İbrahim Aleyhiselam, hatta Nemrut ataşa attığı zamandan bize intikal etmiştir bu çi kifte. İbrahim Aleyhiselam'ı ataşa attıhtan soyra, tabi malum ataş gül gülistan oldu, odunlar balıh. Onlar ayrı konı da, biz çi kifteyi ele almışıh.
Şimdi Cenab-ı Allah o ataşı gül ü gülistan etti. Üç gün üç gece millet ataş yandırı, yemeg pişirmeg üçün, ataş yanmı.
Allah ataşa "Yakma" dedi ya, ataş yakmadı. O zamanın insanları demişler ki; "Öle bir şey tertip edelim ki pişmişe yahın olsun."
"Ne yapalım?"
İte salça, soğan, kırmızı biber, karabiber efendim bi bide çıg eti eyice döğelim. Bunları birbirine katalım. Burgul da katalım.
Bi çi kifte yarı pişmiş. Hanı elle yogrılı ya hararet meydana geli.

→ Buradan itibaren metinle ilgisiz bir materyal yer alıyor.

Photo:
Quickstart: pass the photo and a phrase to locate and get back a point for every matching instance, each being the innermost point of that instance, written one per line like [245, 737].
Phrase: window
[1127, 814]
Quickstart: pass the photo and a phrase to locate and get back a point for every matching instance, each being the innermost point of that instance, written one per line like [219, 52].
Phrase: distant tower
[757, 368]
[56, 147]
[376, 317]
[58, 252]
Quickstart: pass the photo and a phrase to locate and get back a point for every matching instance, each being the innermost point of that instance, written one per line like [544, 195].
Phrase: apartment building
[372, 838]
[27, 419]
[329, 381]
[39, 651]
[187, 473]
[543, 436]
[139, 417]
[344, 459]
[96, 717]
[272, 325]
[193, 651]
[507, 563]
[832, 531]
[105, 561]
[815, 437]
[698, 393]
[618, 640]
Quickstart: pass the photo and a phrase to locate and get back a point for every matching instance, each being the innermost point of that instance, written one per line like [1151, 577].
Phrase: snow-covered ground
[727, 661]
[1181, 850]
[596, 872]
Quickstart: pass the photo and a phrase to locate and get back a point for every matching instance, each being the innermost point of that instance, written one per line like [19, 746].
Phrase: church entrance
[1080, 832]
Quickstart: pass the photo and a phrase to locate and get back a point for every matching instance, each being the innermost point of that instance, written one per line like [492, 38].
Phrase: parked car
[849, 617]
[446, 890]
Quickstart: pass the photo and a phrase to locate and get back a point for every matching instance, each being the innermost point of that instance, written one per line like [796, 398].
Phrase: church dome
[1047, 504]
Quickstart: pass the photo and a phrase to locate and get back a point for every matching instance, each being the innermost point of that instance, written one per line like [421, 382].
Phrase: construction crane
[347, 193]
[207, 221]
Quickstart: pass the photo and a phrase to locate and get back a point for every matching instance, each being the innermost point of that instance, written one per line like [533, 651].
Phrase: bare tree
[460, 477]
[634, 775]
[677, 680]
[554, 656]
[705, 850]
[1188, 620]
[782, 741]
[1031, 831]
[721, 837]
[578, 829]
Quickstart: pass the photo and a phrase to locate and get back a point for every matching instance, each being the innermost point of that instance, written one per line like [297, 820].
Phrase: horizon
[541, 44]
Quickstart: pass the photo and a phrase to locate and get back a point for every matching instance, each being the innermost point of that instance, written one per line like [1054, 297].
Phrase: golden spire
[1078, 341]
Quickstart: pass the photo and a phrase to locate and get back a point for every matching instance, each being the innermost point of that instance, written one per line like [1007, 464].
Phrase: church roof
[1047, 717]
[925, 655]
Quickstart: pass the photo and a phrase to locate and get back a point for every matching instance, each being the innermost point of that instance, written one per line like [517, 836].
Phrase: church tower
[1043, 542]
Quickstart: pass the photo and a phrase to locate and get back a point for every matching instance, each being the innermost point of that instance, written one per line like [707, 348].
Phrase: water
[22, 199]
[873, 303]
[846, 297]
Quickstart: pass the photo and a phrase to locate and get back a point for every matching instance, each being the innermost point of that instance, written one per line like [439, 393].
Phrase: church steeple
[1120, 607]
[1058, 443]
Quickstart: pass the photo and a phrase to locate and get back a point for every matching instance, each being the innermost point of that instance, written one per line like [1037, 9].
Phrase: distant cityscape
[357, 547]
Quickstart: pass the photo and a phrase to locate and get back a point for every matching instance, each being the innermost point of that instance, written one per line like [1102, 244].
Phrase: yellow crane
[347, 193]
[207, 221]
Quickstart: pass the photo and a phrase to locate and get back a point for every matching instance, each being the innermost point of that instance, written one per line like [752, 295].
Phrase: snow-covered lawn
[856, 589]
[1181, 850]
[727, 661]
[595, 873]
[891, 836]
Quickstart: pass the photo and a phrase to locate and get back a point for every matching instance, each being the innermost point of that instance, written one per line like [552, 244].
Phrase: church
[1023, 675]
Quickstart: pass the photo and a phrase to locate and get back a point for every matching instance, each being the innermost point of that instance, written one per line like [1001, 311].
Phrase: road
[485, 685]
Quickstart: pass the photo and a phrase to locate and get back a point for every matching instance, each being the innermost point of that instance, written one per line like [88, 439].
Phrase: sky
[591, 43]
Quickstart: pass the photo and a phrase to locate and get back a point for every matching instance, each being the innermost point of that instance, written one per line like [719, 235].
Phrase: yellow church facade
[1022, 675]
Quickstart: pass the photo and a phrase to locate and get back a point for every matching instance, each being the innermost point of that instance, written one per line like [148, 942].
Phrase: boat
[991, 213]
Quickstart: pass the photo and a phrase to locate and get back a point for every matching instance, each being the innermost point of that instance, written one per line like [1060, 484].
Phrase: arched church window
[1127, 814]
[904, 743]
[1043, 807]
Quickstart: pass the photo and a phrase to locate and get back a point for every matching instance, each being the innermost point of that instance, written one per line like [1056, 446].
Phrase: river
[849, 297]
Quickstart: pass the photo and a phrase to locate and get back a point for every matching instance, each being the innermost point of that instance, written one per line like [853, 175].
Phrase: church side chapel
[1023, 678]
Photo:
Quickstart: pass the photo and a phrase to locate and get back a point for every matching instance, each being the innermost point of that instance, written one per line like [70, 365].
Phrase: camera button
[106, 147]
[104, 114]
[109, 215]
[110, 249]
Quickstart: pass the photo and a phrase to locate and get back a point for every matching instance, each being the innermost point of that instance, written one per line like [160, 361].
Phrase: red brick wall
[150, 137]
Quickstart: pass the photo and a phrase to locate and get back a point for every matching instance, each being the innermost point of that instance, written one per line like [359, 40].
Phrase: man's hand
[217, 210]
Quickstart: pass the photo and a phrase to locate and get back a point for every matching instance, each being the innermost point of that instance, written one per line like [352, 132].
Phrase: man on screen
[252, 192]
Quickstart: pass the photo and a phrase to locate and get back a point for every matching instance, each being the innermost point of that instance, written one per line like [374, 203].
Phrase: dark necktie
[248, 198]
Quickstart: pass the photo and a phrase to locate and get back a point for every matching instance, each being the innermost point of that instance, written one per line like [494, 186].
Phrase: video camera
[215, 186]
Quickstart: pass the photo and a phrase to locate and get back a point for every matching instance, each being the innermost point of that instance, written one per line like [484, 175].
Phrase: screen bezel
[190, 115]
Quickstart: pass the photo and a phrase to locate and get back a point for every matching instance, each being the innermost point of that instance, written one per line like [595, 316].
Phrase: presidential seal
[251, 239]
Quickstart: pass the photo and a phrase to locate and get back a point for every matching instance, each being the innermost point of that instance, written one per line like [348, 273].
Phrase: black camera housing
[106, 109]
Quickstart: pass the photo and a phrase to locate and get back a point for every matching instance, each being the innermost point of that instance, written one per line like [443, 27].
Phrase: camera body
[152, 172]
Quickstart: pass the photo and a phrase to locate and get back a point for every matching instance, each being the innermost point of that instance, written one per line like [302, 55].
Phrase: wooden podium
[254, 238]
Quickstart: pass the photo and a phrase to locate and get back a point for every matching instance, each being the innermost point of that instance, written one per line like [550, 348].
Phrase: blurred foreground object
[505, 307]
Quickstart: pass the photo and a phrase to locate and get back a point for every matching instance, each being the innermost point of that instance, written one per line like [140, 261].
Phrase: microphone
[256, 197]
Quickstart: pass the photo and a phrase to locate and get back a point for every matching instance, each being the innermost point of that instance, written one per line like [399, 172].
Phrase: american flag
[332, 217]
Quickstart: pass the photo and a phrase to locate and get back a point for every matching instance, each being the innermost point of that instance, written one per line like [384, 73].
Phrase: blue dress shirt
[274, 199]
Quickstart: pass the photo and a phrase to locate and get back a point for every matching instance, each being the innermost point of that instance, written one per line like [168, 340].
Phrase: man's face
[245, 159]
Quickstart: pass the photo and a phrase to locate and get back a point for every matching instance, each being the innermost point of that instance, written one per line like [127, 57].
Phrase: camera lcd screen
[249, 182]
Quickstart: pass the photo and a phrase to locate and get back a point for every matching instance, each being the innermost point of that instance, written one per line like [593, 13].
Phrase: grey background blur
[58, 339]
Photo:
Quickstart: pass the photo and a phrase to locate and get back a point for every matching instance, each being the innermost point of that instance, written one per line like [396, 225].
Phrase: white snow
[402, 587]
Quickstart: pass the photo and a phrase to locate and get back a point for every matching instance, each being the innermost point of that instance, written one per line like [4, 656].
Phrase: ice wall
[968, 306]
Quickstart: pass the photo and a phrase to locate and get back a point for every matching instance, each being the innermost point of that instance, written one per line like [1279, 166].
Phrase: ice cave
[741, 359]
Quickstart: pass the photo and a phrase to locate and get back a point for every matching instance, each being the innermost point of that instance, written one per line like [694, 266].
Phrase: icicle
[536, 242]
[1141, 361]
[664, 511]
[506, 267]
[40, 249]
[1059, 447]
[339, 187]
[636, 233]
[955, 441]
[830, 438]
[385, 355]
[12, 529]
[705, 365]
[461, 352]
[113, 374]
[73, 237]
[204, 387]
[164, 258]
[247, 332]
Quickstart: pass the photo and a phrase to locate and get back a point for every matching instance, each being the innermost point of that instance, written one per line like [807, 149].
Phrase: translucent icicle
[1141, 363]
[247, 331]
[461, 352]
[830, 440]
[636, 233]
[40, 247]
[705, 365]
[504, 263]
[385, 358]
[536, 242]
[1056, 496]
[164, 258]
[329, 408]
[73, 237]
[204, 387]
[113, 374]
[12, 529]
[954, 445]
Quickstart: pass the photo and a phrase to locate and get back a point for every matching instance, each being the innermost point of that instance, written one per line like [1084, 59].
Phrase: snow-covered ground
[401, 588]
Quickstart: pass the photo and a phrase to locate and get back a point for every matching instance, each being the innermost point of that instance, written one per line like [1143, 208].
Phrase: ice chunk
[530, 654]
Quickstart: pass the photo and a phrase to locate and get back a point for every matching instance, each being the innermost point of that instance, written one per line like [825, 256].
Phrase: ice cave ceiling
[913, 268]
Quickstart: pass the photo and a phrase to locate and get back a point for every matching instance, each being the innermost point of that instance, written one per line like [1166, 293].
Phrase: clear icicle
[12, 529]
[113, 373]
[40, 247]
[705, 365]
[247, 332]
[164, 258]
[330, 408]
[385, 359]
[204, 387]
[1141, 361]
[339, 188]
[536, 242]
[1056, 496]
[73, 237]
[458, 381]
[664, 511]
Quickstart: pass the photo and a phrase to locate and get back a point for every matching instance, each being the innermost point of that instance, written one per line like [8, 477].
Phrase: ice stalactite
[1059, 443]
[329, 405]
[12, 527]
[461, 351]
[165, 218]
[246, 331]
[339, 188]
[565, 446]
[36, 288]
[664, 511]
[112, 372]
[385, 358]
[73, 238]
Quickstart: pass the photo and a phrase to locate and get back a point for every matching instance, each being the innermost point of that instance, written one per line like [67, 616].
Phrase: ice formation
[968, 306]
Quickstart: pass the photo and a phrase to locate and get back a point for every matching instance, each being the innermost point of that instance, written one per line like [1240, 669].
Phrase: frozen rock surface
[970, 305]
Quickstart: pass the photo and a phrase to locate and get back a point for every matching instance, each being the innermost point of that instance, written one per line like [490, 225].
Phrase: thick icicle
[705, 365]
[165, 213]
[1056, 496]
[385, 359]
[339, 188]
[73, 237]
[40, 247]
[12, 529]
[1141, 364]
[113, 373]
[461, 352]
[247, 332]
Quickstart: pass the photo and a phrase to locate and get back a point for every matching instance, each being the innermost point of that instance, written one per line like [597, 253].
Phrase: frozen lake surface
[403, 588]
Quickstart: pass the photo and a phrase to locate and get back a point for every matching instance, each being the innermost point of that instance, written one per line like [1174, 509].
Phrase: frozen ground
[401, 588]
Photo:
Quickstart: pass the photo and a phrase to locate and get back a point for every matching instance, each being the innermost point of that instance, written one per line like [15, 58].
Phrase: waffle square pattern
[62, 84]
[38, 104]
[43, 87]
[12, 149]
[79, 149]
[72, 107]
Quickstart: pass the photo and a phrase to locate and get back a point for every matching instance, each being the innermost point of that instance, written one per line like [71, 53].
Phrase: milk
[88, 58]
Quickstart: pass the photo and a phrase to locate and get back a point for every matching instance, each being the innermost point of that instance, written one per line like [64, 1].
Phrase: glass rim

Esas, yani kiftenin tarihi İbrahim Aleyhiselamın zamanındandır. Şindi efendim, kimi sarımsah kati, nane de katarlar. Sadesi daha güzeldir. Maydonozı bol olsa da güzeldir. Maydonoz bol olsa daha eyi olur. İşte öğrendiniz de fena mı oldu?